Freshly harvested cocoa beans are unsuitable for use in the manufacture of chocolate and are not suitable for any food purposes. However, it is one of the most “demanding” seeds in the world. If they are not taken care of, they lose their germination in a few days.
The cocoa tree grows relatively slowly, even on the most well-groomed and carefully prepared lands, they begin to bear fruit only 305 years after planting. To achieve maximum yield trees, need 10 years and good conditions, but in general, the fruiting period can last up to 50 years.
The Process of Production
Cocoa is not only a commodity but also an income of 40-50 million farmers in West Africa, Latin America, and Southeast Asia.
Production can hardly be called modern and advanced: 90 percent of cocoa is grown on small farms by farmers.
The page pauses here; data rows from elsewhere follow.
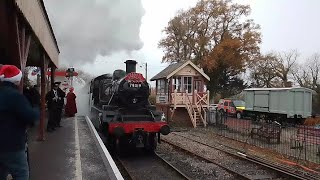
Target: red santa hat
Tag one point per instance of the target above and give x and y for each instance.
(10, 73)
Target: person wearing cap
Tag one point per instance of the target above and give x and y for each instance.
(71, 106)
(16, 115)
(55, 103)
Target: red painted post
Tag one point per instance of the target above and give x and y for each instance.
(53, 70)
(44, 68)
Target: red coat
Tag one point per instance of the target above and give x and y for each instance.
(71, 107)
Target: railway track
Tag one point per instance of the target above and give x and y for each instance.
(261, 170)
(151, 166)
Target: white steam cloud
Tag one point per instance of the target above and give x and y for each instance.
(87, 28)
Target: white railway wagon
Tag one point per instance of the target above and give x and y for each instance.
(279, 102)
Cocoa fruits ripen throughout the year, but the main crop is harvested twice a year: in November-January and May-July. The optimal time for harvesting is 2–3 weeks after fruit ripening. The thick shell of the fruit is opened with a sharp knife-machete (often also with a wooden hammer or two fruits against each other), the cocoa beans are manually removed, dried for 24 hours in the sun, covered in troughs or boxes, covered with banana leaves or burlap, left for 24– 48 hours and then dried in the sun for three days.
Then the beans are piled up in moderately heated rooms and left for 4-6 days or placed in barrels and buried in the ground (at the same time). During such processing, they undergo fermentation, due to which they acquire brown tones of different degrees of saturation, an oily taste, and a pleasantly sweet aroma. After that, they are scattered on dry soil or mats, dried in the sun for 4–6 days, at the same time picking up spoiled or damaged ones.
Delivery
Despite the method of transportation of commodity, there are mandatory conditions for the transport of it. The container must be completely clean, as well as to avoid extraneous odors.
Therefore, professional transport companies should always be responsible for the microclimate of the container. It is worth noting that commodity can be unloaded and immersed only with the help of gloves and clean clothes.
Cocoa beans very easily absorb moisture and odors, that is why they are transported in special bags of jute, and the powder can be transported only in wooden containers but sometimes bags can heat up from friction, and if moisture appears, this leads to damage to the commodity.
The World Market
Ivory Coast is the predominant country in the cocoa industry, with a total volume of 30% of total world production. Most of the world demand for this product comes from processing companies.
During 2016-2017, the global demand for chocolate confectionery products exceeded 7,450 tons, which is 10 percent more compared to 2011 figures.
The demand for the chocolate industry is fueled by increased consumption in China and India. In India, consumption grew by 13 percent in 2016. 20 percent of global chocolate consumption comes from the United States. The highest chocolate consumption per capita in Switzerland is 11 kg/year of chocolate.
Cocoa beans prices showed good growth, driven by declining bean revenues in the ports of Ivory Coast, as well as the end of the 2017 and 2018 season in West African countries with lower carry-overs, which seasonally contributes to price increases. The low liquidity in the Ivory Coast financial system, which is caused by the liquidation of the largest local exporter of cocoa beans, creates problems for cocoa exports at the beginning of the new 2019 season.
Many economists believe that the cocoa industry balance will shift from a surplus to a shortage of supply due to a decline in the production of beans in the world and the return to the market of processing companies.